- 2 slices bacon, diced
- 1 tablespoon vegetable oil
- 1 green bell pepper, diced
- 1 medium yellow onion, diced
- 1 celery stalk, diced
- 4 cloves garlic, minced
- 2 cans (14.5 ounce) stewed tomatoes
- 1 (8-ounce) can tomato sauce
- 1 tablespoon Worcestershire sauce
- 1½ teaspoons Tony Chacheres or other Cajun seasoning
- 1 teaspoon tabasco sauce
- ½ teaspoon salt
- ½ teaspoon sugar
- ¼ teaspoon dried thyme
- 1 bay leaf
- 1½ pounds peeled medium shrimp
- rice for serving
- green onions and chopped parsley for serving
INSTRUCTIONS:
- In a large pan coated with a little oil, cook bacon until brown and crispy. Remove bacon to a paper-towel lined plate.
- Add 1 tablespoon Vegetable oil to bacon drippings.
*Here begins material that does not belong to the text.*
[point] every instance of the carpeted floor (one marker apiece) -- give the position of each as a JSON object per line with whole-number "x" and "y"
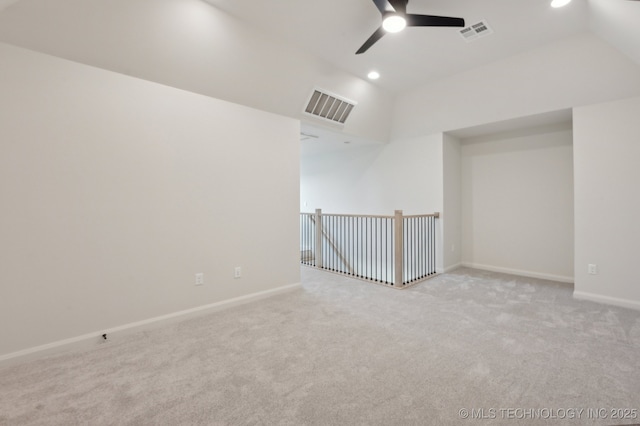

Heat over medium heat and add green pepper, onion, and celery.
- Cook veggies, stirring occasionally, for 8 to 10 minutes.
- Add garlic and cook 1 more minute.
- Add all remaining ingredients EXCEPT shrimp, rice, green onions, and parsley. Simmer until slightly thickened, about 20 minutes.
- Remove bay leaf and serve over rice. Top with green onion and parsley.
- Add shrimp and cook until shrimp is cooked, about 2 minutes. Stir in cooked bacon.